Home builder Standard Pacific Corp. on Monday reported a 67% jump in fourth-quarter earnings as strong demand in California and an expansion into the Southeast offset weaker housing markets in Texas and Colorado.
The Irvine-based company said profit in 2003 might top last year's by as much as 20%. In response to healthy demand in key markets, Standard Pacific plans to open nearly 100 new developments this year and build about 7,900 homes -- a 25% increase over 2002.
During the fourth quarter, Standard Pacific reported net income of $52.3 million, or $1.58 a share, compared with $31.3 million, or $1.04 a share, in the year-earlier period. Fourth-quarter revenue increased 57.5% to $683.3 million.
"Going forward, we continue to see excellent opportunities to bolster our strong base of operations in California and Florida as well as pursuing opportunities to expand market share within our established Colorado, Texas and Carolina divisions," said Standard Pacific Chairman and Chief Executive Stephen J. Scarborough.
Standard Pacific shares rose 2%, or 51 cents, to $25.76 in New York Stock Exchange trading Monday.
For the year, net income increased 7% to $118.7 million, or $3.67 per share, compared with $111.1 million, or $3.63 per share, generated in 2002. The company's full-year results were depressed by some one-time charges that reflected the closing of its Houston division and the write-down of some of its Colorado projects.
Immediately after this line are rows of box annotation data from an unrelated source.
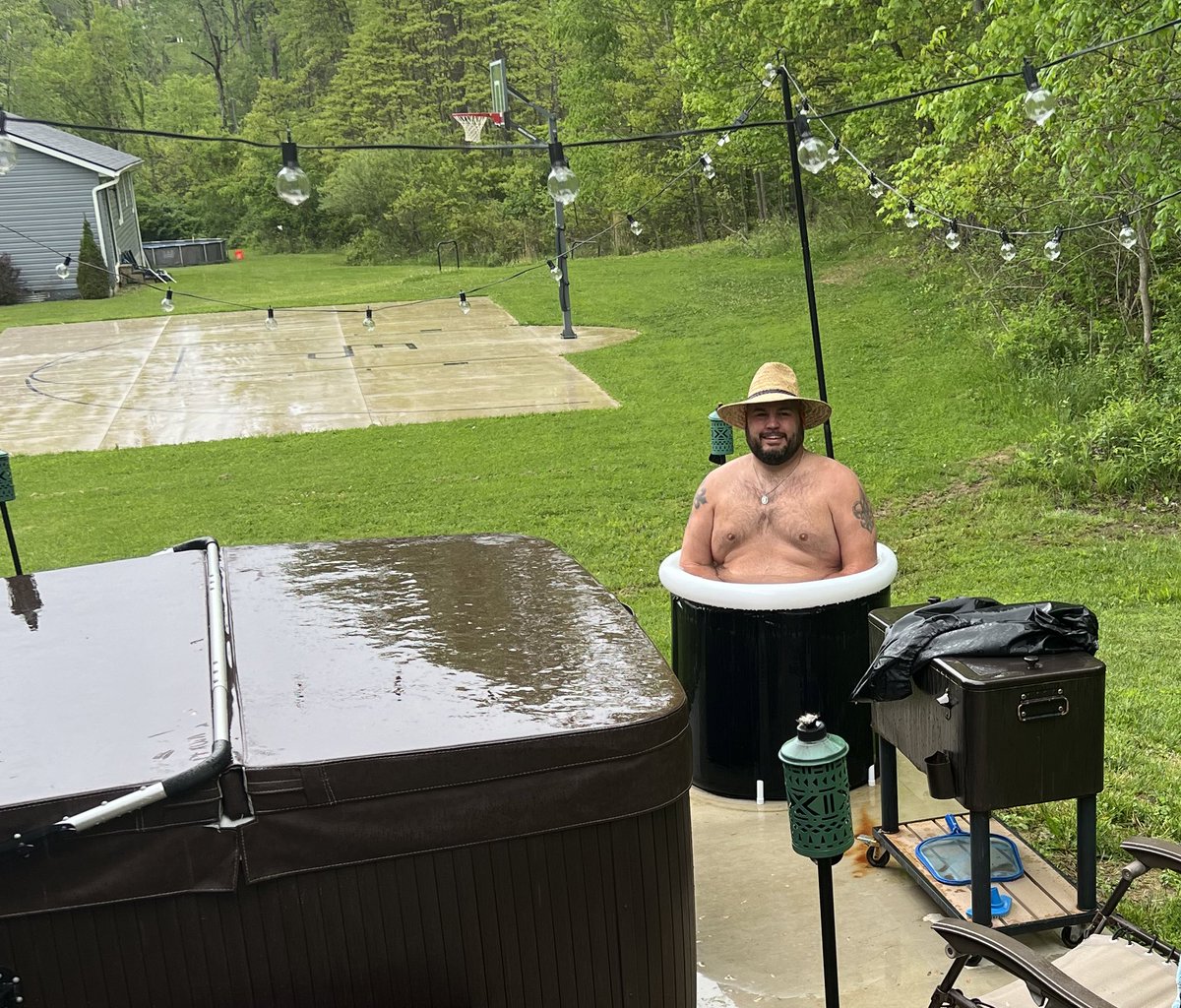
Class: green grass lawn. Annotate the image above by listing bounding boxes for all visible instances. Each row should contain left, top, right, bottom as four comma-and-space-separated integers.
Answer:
0, 242, 1181, 937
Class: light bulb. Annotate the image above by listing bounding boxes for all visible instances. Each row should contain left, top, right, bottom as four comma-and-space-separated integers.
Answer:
1116, 214, 1136, 252
276, 130, 312, 207
1043, 224, 1062, 263
1022, 59, 1057, 125
276, 164, 312, 207
796, 112, 828, 175
0, 134, 17, 175
545, 164, 579, 207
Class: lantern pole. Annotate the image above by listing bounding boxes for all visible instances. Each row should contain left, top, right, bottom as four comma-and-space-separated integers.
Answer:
813, 856, 840, 1008
0, 452, 24, 576
779, 714, 854, 1008
0, 501, 24, 574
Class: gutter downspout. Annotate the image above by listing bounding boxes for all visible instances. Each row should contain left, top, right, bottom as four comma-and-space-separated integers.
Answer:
91, 175, 119, 287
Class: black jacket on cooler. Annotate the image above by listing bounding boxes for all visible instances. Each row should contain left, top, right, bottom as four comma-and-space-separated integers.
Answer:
852, 597, 1099, 702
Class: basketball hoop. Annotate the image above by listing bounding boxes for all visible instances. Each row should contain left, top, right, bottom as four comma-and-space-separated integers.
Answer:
451, 112, 504, 143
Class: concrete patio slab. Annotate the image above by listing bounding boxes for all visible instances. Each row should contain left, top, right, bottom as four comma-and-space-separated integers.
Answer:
0, 298, 636, 455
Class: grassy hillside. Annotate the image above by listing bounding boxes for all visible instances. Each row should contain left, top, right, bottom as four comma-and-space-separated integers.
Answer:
0, 233, 1181, 915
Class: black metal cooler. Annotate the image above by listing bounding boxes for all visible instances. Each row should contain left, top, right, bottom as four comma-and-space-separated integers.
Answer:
869, 606, 1105, 930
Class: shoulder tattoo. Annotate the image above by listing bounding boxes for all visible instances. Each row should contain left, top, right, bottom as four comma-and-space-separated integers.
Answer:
852, 490, 874, 532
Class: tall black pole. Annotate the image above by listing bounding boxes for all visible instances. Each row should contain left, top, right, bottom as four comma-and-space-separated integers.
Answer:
776, 66, 837, 459
0, 501, 25, 574
549, 116, 579, 340
816, 858, 840, 1008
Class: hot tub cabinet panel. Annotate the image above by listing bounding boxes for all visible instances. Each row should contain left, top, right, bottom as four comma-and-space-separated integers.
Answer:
0, 536, 696, 1008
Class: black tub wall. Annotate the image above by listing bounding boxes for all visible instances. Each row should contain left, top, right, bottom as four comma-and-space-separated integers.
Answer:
672, 588, 890, 801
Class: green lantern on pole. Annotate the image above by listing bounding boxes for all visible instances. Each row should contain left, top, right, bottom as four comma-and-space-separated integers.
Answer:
0, 452, 17, 503
710, 403, 734, 466
779, 714, 852, 859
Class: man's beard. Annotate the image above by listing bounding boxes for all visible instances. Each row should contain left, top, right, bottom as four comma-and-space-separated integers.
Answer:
746, 430, 804, 466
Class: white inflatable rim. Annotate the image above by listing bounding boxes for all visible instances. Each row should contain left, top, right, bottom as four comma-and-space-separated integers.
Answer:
660, 542, 898, 609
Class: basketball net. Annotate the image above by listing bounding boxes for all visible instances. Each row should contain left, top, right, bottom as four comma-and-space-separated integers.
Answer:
451, 112, 503, 143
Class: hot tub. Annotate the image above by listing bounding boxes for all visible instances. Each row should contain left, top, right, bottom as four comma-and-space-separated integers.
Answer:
660, 543, 898, 800
0, 536, 696, 1008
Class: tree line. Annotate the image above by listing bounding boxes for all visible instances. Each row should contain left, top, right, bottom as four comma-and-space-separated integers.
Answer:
7, 0, 1181, 493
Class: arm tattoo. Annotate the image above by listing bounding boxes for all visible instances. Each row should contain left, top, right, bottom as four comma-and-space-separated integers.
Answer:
852, 490, 874, 532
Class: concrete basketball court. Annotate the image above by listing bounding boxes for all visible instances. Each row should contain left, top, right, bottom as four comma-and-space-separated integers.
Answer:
0, 298, 636, 455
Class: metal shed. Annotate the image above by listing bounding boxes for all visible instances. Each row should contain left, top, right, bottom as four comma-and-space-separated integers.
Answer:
0, 112, 143, 298
0, 536, 696, 1008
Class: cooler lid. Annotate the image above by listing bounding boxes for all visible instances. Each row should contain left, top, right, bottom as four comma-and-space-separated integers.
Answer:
934, 651, 1106, 690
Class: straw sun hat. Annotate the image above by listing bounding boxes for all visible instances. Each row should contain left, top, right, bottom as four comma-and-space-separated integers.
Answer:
718, 360, 833, 429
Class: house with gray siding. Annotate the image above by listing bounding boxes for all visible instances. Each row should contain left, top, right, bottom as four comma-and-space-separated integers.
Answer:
0, 112, 144, 298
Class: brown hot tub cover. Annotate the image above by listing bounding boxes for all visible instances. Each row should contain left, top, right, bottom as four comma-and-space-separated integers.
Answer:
0, 536, 693, 1008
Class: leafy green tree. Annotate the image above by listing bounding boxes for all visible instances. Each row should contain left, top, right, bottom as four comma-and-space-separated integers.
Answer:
78, 218, 111, 301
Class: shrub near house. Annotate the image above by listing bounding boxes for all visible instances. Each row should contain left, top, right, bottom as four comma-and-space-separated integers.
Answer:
78, 220, 111, 300
0, 253, 25, 305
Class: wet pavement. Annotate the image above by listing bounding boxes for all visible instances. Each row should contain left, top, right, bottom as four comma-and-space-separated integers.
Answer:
692, 759, 1065, 1008
0, 298, 636, 455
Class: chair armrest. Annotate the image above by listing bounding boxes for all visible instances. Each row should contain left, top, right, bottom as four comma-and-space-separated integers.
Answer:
931, 917, 1112, 1008
1120, 837, 1181, 872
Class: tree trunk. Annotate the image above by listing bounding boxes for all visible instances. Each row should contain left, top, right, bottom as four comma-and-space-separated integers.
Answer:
689, 175, 705, 243
1136, 211, 1152, 349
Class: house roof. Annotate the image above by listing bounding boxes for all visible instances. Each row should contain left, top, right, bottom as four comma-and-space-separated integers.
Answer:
5, 112, 143, 176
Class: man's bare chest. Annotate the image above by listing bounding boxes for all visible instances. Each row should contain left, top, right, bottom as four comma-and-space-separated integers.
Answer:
713, 494, 838, 560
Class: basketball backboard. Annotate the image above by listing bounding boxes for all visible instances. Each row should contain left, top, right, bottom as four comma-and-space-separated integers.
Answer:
488, 59, 509, 124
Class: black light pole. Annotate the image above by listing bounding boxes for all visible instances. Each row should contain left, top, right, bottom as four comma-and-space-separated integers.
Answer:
549, 114, 578, 340
504, 68, 579, 340
775, 66, 837, 459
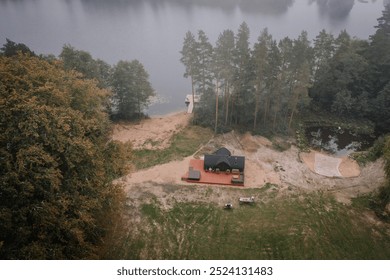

Revenue for the year increased 45.5% to about $2.01 billion
Standard Pacific blamed weak economic conditions in Texas and Colorado for undermining demand for new homes in those regions. During the fourth quarter, the company's home production dropped 7% in Texas and 35% in Colorado.
However, the company's lackluster performance in the central part of the U.S. was more than offset by booming housing markets in California and Arizona, as well as the company's expansion into the Southeast. During the fourth quarter, the company completed 2,378 homes, up nearly 80% on a year-over-year basis. For the entire year, the company's home production rose 45.3% to 6,265.
In Southern California, new-home orders were up 71% during the fourth quarter, and the company ended 2003 with a record backlog of nearly 3,200 homes nationwide that had been sold but not completed.
Standard Pacific said its acquisition last year of three home builders with operations in Florida, North Carolina and South Carolina would play a major role in future growth.